Performance Tips for Profiles
You can improve the performance of your profiles by following these tips:
- Do a sample profile first to make a determination of what metrics to use for what attributes.
- The majority of repository storage space is used in storing the frequency distribution results.
- Be judicious in which columns need frequency distributions.
- Frequency distribution of unique attributes will grow your repository quickly.
- Pattern frequency distribution will grow your repository VERY quickly if there is a large variability of patterns.
- Avoid frequency distribution on primary key. These measurements will consume more disk space, and they will typically will not be very helpful due to their high variability.

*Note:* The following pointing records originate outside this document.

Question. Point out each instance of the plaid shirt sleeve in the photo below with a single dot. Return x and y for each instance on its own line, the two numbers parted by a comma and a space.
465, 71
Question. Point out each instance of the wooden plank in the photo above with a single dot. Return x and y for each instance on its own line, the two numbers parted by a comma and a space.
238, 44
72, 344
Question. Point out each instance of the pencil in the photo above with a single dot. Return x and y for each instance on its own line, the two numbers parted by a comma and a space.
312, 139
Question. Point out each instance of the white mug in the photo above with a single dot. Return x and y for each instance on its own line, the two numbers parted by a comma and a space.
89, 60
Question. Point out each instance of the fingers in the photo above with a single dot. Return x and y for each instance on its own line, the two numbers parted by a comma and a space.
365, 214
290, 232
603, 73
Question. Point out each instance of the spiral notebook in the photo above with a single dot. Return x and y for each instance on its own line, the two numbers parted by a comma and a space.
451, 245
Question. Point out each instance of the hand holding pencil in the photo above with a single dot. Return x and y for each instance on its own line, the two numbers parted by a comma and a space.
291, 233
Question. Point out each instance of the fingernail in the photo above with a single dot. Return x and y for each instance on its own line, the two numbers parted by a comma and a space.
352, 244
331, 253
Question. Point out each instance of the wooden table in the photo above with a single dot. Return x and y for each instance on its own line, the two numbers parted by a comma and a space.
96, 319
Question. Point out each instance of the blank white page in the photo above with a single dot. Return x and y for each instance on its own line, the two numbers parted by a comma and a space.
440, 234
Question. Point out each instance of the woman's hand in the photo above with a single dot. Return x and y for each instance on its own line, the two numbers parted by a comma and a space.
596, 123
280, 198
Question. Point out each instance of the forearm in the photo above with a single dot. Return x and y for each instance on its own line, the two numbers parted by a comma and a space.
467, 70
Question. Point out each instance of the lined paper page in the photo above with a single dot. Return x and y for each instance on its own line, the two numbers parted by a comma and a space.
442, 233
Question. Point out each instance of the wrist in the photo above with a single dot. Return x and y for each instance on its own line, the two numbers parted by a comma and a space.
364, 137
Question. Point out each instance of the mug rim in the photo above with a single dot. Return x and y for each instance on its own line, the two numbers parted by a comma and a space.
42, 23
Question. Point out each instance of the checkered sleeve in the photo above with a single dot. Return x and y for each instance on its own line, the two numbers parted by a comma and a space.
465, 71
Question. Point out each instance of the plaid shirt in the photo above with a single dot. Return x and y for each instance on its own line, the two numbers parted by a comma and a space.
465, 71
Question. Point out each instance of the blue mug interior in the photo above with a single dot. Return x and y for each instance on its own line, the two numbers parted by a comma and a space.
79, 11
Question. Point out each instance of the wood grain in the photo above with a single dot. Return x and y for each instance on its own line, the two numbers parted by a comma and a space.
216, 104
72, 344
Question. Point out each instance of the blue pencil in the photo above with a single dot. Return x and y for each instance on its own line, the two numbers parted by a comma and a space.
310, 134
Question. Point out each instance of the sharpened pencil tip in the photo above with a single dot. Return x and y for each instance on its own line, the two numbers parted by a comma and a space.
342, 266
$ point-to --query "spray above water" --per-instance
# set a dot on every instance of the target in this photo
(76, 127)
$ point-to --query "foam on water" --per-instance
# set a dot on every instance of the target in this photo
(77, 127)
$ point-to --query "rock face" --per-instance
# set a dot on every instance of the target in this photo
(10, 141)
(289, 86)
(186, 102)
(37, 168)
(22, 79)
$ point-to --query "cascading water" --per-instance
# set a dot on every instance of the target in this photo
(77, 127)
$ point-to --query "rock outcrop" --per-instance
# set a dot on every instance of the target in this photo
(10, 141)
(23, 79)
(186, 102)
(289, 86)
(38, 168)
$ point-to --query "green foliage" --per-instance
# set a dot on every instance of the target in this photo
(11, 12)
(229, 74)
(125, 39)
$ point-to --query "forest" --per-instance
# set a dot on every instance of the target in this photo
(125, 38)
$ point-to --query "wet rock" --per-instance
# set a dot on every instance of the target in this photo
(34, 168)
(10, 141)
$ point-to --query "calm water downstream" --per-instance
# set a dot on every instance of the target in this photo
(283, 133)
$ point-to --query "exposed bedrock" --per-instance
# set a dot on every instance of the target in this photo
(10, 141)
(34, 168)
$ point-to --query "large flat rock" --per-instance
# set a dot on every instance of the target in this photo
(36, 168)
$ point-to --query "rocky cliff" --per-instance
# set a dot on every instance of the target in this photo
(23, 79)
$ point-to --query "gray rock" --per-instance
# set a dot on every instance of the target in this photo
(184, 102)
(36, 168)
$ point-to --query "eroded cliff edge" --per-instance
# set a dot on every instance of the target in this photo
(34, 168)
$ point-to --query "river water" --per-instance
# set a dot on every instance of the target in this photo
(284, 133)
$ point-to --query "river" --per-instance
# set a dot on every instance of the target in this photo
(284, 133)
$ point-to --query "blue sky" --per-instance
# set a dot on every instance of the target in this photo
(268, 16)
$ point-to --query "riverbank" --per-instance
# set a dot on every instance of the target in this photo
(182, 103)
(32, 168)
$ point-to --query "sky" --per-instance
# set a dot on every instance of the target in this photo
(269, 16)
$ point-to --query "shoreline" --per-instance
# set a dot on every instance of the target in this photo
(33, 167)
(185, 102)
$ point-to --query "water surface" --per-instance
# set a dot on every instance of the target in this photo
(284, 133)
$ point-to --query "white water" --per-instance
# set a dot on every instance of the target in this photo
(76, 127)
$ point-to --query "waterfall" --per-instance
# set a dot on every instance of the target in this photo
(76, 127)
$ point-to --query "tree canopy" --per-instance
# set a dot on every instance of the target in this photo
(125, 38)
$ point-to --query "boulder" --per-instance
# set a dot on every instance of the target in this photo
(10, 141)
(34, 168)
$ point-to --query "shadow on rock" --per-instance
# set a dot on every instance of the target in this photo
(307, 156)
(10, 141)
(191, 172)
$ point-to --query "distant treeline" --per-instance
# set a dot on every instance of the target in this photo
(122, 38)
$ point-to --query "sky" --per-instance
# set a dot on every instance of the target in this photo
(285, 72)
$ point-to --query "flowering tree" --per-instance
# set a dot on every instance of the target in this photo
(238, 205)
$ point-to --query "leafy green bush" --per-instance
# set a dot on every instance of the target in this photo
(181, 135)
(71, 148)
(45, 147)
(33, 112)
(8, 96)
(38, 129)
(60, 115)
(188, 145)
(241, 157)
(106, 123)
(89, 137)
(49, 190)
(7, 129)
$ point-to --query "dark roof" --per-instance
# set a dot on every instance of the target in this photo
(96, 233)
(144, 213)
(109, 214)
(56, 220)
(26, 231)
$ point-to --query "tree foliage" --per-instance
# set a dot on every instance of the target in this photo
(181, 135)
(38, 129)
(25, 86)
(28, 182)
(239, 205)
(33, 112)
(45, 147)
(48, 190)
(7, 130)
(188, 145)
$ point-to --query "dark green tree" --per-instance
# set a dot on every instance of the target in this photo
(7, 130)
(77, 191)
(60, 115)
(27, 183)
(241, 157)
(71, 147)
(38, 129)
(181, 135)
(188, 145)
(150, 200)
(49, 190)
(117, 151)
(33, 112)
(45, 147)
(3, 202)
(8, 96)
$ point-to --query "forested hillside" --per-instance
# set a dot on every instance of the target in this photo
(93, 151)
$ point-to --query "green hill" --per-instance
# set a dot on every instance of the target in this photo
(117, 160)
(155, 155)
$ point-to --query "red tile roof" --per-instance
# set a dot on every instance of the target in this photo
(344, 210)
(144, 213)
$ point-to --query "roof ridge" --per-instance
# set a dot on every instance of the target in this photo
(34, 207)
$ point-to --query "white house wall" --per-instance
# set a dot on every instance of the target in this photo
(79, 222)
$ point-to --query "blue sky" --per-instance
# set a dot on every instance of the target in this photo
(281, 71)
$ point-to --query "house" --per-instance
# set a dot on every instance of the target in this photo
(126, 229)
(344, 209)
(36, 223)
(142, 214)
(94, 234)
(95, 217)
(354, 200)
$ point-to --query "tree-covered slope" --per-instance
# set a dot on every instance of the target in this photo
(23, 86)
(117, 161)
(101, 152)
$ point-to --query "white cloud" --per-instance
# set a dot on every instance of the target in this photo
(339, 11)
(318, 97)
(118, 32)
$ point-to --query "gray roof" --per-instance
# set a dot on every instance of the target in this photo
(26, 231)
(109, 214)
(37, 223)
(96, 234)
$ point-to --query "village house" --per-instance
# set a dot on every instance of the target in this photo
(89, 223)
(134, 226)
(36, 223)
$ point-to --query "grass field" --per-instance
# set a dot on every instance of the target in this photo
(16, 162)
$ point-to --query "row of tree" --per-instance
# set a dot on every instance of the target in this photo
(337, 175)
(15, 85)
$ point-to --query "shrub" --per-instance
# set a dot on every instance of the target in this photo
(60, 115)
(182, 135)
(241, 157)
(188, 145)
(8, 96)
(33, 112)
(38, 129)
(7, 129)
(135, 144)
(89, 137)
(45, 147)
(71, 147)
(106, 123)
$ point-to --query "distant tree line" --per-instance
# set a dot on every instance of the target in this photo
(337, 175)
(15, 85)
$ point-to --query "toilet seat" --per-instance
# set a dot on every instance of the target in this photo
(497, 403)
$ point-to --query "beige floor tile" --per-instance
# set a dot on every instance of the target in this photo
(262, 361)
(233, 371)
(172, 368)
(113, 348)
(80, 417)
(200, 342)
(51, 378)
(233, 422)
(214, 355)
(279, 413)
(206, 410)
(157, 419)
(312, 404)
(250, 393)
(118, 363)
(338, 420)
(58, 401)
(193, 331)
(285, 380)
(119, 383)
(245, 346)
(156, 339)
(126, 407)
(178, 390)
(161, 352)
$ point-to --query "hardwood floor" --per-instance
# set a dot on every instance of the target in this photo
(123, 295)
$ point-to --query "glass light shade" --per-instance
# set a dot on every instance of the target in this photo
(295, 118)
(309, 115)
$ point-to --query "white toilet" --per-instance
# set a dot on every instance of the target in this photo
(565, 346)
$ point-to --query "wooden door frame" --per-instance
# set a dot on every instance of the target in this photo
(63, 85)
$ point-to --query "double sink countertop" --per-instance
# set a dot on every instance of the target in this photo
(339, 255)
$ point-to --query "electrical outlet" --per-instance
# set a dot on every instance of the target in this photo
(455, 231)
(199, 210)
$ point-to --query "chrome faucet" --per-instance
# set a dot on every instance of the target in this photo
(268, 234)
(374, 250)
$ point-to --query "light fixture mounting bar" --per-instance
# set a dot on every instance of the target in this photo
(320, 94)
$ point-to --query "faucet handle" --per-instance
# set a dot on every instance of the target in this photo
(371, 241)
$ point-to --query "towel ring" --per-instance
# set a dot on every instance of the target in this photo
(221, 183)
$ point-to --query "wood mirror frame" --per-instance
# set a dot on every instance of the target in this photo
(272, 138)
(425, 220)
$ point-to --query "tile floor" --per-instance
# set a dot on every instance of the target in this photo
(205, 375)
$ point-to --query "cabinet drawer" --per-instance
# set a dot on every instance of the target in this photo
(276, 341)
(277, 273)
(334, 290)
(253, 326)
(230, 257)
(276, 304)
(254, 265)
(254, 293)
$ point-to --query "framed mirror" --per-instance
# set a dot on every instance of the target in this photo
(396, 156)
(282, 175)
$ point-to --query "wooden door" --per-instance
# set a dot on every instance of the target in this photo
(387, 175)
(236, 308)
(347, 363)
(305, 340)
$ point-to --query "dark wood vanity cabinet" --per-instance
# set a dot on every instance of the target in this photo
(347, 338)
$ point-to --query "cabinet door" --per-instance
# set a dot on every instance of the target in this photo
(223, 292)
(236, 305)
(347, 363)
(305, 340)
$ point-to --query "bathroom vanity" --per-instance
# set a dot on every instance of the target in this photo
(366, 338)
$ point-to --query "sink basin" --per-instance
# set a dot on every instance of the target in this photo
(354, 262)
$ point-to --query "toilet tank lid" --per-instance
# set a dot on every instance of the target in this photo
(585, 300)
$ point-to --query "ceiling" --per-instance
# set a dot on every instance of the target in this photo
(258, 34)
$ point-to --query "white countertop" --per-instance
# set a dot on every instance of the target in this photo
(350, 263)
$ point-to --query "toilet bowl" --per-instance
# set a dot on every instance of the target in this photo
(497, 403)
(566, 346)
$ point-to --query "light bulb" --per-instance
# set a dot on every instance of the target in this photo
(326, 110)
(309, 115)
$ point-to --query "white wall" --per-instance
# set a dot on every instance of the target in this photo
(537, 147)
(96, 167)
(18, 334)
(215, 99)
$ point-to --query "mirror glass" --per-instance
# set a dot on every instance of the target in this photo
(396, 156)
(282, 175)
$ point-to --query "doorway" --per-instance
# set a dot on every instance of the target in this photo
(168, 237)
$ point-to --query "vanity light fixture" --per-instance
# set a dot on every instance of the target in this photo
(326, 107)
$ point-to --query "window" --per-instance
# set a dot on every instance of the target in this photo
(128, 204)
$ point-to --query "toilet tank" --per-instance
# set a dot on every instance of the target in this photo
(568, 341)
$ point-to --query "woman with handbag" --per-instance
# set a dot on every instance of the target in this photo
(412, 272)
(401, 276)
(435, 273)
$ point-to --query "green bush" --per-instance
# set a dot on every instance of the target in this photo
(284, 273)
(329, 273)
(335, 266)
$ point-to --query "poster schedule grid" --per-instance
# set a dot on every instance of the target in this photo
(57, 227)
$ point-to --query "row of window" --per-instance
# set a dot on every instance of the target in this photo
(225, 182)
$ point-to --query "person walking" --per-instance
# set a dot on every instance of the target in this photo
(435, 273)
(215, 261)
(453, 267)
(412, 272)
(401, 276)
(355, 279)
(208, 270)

- Avoid both types of frequency distributions if they yield results in excess of 40% of the data.
- Primary/foreign key analysis requires some of the primary keys to have frequency distribution performed.
- Redundancy analysis requires some of the primary keys to have frequency distribution performed.
- Allocate 10-15% of the total repository space needed, Do not allocate repository space up front.
- Archive profile reports after they are no longer needed.
- For large tables, use sampling (such as profile every 5th row ).
- Estimate the space required for a single profile report. For most tables, we can assume the breakdown of “uniqueness” of values is as follows:
- N = total number of columns
- U = number of columns that contain 100% unique data
- 50% of N columns contain 40%-70% (55% avg.) unique data
- 25% of N columns contain 10% or less unique data
- 25% of N columns contain 90% or greater unique data
- With those assumptions we can work out a calculation that the estimated space will be 52.5 + U/N = X, where X is the percent of the size of the source table.
- Enter a higher commit interval value in the Profile Options dialog. To enter this value, open the properties dialog for the affected profile. Then select Tools > Profile Options. On the General tab, select the "Commit every N rows" checkbox. Profiles that contain data from Teradata databases are particularly sensitive to the commit interval value.
- Recognize that profiling generates frequency distribution tables. The tables are created dynamically as we as each table is analyzed. These tables grow, but they are necessary for creating the profile reports.